災害時のトイレ対策の全体統括責任者について、半数以上の自治体が〝決めていない〟といったアンケート結果がありました。「自分たちの部署の担当ではない」と災害時のトイレ対策に対して積極性に欠けるケースもあるようです。熊本地震の被災者の方に「被災して何に一番困ったか」と質問したところ、「トイレと水」と何度も繰り返されていました。災害時に不自由することのないトイレ環境をつくるためには、危機管理部局、下水道部局、環境部局、さらには水道部局とのつながりを強化することが大切だと取材を通し痛感しました。


・ご自身の活動の中で、繋がれるといいなぁ(繋がってよかった)と思われる(地域、企業、団体、個人など)についてご紹介ください。

「災害時のトイレ問題を考える」座談会にご登場いただいた方々(行政、企業、学校の職員)とのつながりができたことは大きかったです。座談会実施後もメールやLINEで災害時のトイレに関する情報を共有して、自分たちの活動のヒントにしながら、それぞれの立場から災害時のトイレについて考える種まきをしています。
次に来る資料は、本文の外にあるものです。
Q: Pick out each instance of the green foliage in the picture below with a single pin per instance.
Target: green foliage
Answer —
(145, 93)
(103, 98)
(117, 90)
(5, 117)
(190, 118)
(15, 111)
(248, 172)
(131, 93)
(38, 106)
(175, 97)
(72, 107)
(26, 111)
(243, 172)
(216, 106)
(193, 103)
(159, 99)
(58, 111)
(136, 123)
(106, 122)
異業種の方と災害時トイレに関する意見交換をする中で、これまでと違った見方ができたり、新たな発見があるほか、活動にどんどん広がりが出てきています。


・TEAM防災ジャパンサイトについて、期待されることについてメッセージをお願いいたします。

つながるからこそ、できるようになる防災・減災がたくさんあります。様々な立場の方々の考えや経験などが紹介されているTEAM防災ジャパンサイトは大変貴重だと思います。いつどこで発生するか分からない大災害の防災・減災につながることを期待しています。